"Dieser Papst ist eine große Chance"

Rückt Europa in der katholischen Welt jetzt eher in den Hintergrund?Thierse: Vermutlich ja, ein wenig. Aber das kann der katholischen Kirche nur gut tun. Fast die Hälfte aller katholischen Christen lebt in Lateinamerika. Dies wird auch an der Spitze der Kirche deutlich

Rückt Europa in der katholischen Welt jetzt eher in den Hintergrund?

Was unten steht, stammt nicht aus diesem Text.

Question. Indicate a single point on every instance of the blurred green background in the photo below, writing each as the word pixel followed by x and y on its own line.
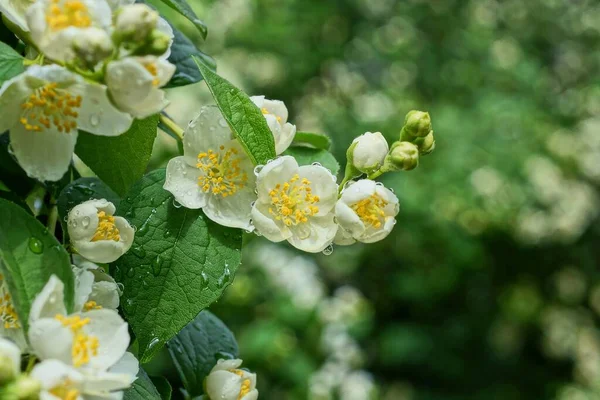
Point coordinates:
pixel 489 286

Thierse: Vermutlich ja, ein wenig. Aber das kann der katholischen Kirche nur gut tun. Fast die Hälfte aller katholischen Christen lebt in Lateinamerika. Dies wird auch an der Spitze der Kirche deutlich. Und dass Europa nicht mehr im Zentrum römisch-zentralistischer Aufmerksamkeit steht, ist sogar ein Vorteil für die europäischen Kirchen.

Warum?

Thierse: Dieser Papst ist eine große Chance für mehr Offenheit, für die tatsächliche Vielgestaltigkeit und Widersprüchlichkeit der katholischen Weltkirche.

Was erwarten Sie sich konkret?

Thierse: Weniger römischen Zentralismus, mehr Kollegialität sowie mehr Freiheit und Kompetenzen für die nationalen Bischofskonferenzen.

Unter Benedikt haben sich Probleme in der römischen Kurie eher verstärkt. Was muss sich ändern?

Thierse: Eine Reform der Kurie ist dringend notwendig. Vatileaks-Affäre, Umgang mit den Piusbrüdern, Vertuschungsversuche im Missbrauchsskandal - da sind so viele Fehler im Macht- und Verwaltungsapparat gemacht worden, dass ein personeller Wechsel Not tut.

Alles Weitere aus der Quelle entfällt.